The old man was old indeed, in the latter half of his nineties now, but blessed — or cursed, perhaps — with unfailingly good health for his age. He had his eyesight and most of his hearing, he could walk readily enough even though he would never again run, and his memory refused to deteriorate no matter how much encouragement it was given to do so.

But am I not running even now? he asked himself, in the detached voice that he had long ago decided belonged to his own father, dead and gone for six long decades.

The old man’s father had been a quiet accountant, and a lover of music, and of history, and of his wife and family. He had never recovered from the war. His body had been untouched, but his heart was scarred beyond repair.

In shame at his son, who had become a monster so readily, the voice said. The old man didn’t bother to argue. He knew it was true.

The old man had burned his own uniform years ago. It had taken so long to burn. Out in the woods, so very far out, where secrets could be hidden, but he still felt exposed. It seemed to take a dozen hours, and he had felt like at any moment they would burst through the tree line, point at him, and drag him away.
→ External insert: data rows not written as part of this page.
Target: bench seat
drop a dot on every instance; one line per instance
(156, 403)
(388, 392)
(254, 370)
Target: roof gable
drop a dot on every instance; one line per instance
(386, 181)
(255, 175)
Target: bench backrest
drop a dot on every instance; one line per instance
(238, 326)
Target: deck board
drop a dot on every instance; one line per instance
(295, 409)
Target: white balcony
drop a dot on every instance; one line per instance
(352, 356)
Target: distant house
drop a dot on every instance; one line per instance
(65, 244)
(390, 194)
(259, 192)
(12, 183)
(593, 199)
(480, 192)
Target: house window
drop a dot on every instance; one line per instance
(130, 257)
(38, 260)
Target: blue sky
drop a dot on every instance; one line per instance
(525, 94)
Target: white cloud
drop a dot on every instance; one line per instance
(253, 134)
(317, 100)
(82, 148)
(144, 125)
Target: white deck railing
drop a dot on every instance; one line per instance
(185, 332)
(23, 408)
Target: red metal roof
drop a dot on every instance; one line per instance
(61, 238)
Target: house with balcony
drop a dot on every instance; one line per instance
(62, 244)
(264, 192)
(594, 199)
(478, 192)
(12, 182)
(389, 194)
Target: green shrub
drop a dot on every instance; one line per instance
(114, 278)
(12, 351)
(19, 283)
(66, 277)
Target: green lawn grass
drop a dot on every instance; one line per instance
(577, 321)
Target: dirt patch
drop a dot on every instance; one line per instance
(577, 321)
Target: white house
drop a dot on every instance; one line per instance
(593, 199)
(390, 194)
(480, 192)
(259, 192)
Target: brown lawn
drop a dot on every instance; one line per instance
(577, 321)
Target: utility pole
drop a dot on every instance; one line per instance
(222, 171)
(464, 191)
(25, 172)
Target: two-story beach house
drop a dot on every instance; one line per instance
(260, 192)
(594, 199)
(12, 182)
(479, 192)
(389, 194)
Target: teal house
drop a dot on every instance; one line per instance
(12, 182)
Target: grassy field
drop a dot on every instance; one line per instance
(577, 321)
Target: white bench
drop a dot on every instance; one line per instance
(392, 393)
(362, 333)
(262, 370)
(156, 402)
Nazi, they would say. And he would not protest, nor would he resist.

The old man made his pilgrimage to the synagogue, bypassing the front of the building entirely, moving down the side street to where the carven memorial was. He took his flowers from behind the shield of his newspaper and laid them down just like he always did, barely even stopping, and then on he went.

The act still pulled a bead of sweat from his brow, even now. He was glad to reach the cafe which was his final stop. His usual coffee, and his usual plain pastry because he deserved nothing sweeter. He didn’t hurry, because old men didn’t hurry in such places, and when he had finished he went outside once more and paused to peer at his reflection in a neighbouring window.

The old monster grimacing back at him looked hunted, and tired, and empty. It looked like the photos on the news when another of his erstwhile comrades was tracked down in some far-flung country, and brought back to the fatherland for trial. It looked exactly as the old man would look if they found him at long last.

In the meantime, he would make his patrol each day, and he would lay his flowers down, and he would wish that this would be the day they finally came.